LEXO
- Product type: Vacuum-Insulated Stainless-Steel Drinkware
- Produced by: ThermAvant International, LLC
- Country: United States
- Introduced: December 2016; 8 years ago
- Markets: Worldwide
- Website: lexolife.com

= LEXO =

Glass tumbler

LEXO is the original version of the upgraded BURNOUT temperature regulating tumbler brand from manufacturer ThermAvant International, LLC, based in Columbia, Missouri.
==History==
The creator of LEXO, Hongbin "Bill" Ma, is a professor of mechanical and aerospace engineering and director of the Center for Thermal Management at the University of Missouri.
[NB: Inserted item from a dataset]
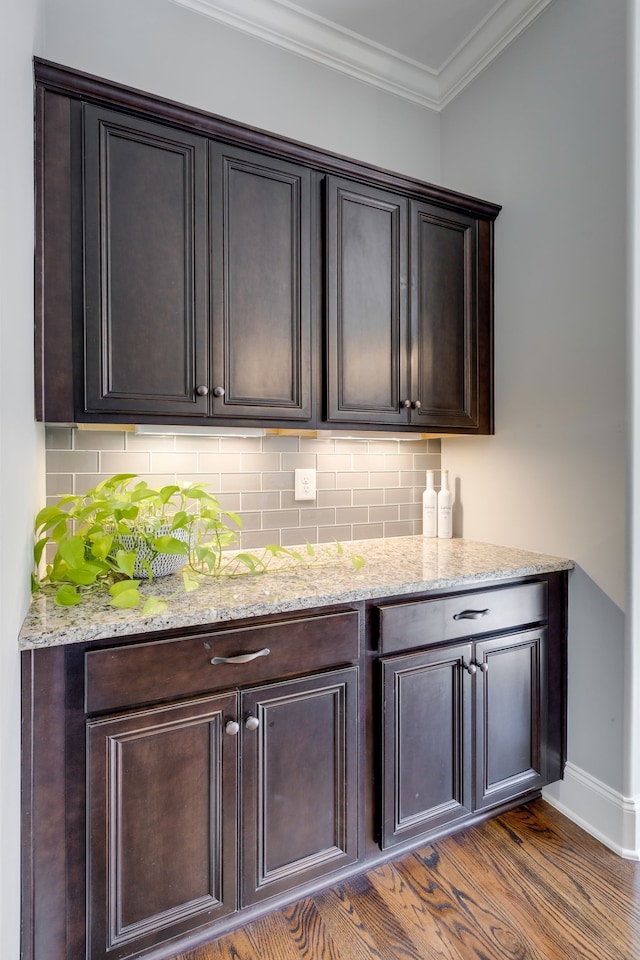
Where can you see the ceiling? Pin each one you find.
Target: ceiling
(425, 51)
After noticing how often he forgot coffee while waiting for it to cool, Ma began working on a “cup with constant temperature” in the summer of 2015. The LEXO was released to the general public in December 2016.

==Design==
The LEXO uses bio-based phase-change and advanced heat transfer materials to absorb the initial heat of the beverage and cool it to a more drinkable temperature. When the temperature begins to drop, the LEXO slowly releases the stored heat back into the drink. The LEXO can also insulate cold liquids.

The LEXO has three layers of 18/8 stainless-steel and BPA-free plastic lids.